De façon relative, vous pouvez comparer votre performance de l’évolution du marché boursier sur la période. Etant donné les exagérations fréquentes de la Bourse à court terme (à la hausse comme à la baisse), une période assez longue est nécessaire pour que cette comparaison ait objectivement du sens. Prenons ici, à titre d’exemple, une période de 14 ans allant de 1998 à 2011. Quel indice allez-vous considérer ? Tout dépend de votre terrain de chasse, tel qu’initialement conçu. Il se peut très bien que vous ayez principalement négocié des actions françaises sur la période mais que vous ayez initialement envisagé d’investir à travers toute l’Europe. Si rien ne vous a concrètement empêché de faire vos emplettes en Allemagne, en Italie ou au Royaume-Uni, vous devez opter pour un indice européen. Très bien mais lequel ? Si le choix de vos investissements a été effectué sans égard pour la taille des entreprises, un indice qui favoriserait les grandes capitalisations (leur accordant plus de poids dans son calcul) n’est pas approprié. Vous devez rechercher un indice dit « equally weighted », à savoir un indice considérant chaque action sur un pied d’égalité avec chaque autre. Un bon choix s’avère dès lors être l’indice STOXX 600 Europe Equal Weight reprenant 600 entreprises de toutes tailles de 18 pays européens. Vous pouvez le retrouver sur le site www.stoxx.com. Quel est le constat ? De 1998 à 2011, la performance annuelle moyenne de cet indice (en rendement net, c-à-d en tenant compte des dividendes impôts locaux déduits) est de 5% en euros.

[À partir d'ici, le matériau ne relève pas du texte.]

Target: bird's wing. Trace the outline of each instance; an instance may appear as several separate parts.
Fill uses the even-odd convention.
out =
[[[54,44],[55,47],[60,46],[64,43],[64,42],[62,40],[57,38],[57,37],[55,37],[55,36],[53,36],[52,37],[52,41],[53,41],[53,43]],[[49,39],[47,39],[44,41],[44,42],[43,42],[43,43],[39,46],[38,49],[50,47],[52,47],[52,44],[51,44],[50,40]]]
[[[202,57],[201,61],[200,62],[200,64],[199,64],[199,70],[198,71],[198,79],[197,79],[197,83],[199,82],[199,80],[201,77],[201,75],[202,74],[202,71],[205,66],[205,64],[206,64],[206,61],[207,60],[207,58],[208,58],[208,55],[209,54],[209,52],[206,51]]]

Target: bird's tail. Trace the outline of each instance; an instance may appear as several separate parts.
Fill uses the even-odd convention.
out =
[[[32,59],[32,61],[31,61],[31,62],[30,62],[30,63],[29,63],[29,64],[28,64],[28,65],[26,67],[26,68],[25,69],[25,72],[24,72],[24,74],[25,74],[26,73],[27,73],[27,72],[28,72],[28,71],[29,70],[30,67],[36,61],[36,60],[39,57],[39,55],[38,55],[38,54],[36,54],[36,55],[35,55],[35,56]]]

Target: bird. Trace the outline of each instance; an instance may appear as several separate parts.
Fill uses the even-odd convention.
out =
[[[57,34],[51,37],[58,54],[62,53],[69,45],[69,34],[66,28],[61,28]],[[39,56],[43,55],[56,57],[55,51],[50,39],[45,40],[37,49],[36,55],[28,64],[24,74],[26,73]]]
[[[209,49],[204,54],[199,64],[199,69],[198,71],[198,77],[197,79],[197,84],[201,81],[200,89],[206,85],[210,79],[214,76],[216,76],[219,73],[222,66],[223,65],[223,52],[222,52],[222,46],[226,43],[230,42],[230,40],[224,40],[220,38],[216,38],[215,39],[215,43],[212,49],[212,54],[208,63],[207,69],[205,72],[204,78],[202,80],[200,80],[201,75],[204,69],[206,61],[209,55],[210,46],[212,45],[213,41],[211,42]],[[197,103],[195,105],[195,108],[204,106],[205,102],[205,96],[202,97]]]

Donc, réaliser un minimum de 7% par an lorsque la Bourse a produit un rendement de 5% n’était assurément pas chose aisée. La raison principale d’un éventuel échec serait sans doute d’être entré en Bourse (en 1998) à un moment où la Bourse était assez chère. La valorisation boursière de départ est effectivement un paramètre fondamental à prendre en compte pour mettre toutes les chances de votre côté. Mais, par ailleurs, lorsqu’on examine l’évolution boursière sur la période, le dessin qui émerge ressemble à des montagnes russes : il était donc possible de se renforcer et de se délester à des moments bien choisis. D’accord : c’est plus vite dit que fait ! Mais tout le défi est (aussi) là.

Enfin, pour que votre diagnostic soit complet, vous devriez également tenir compte du risque finalement pris. Sans entrer ici dans des considérations techniques, tentez de vous figurer la volatilité de votre performance sur la période et de la comparer avec celle de votre indice de référence. Si votre performance a été réalisée sans brisques à-coups au cours de la période 1998-2011, alors vous pouvez être particulièrement fier de vous !

Une fois tous ces renseignements glanés, il ne vous reste plus qu’à décider de l’inflexion à apporter ou non à votre stratégie. Et si, par malheur, la déception, l’impuissance et le découragement sont au rendez-vous, optez pour la culture du chou-rave. C’est excellent.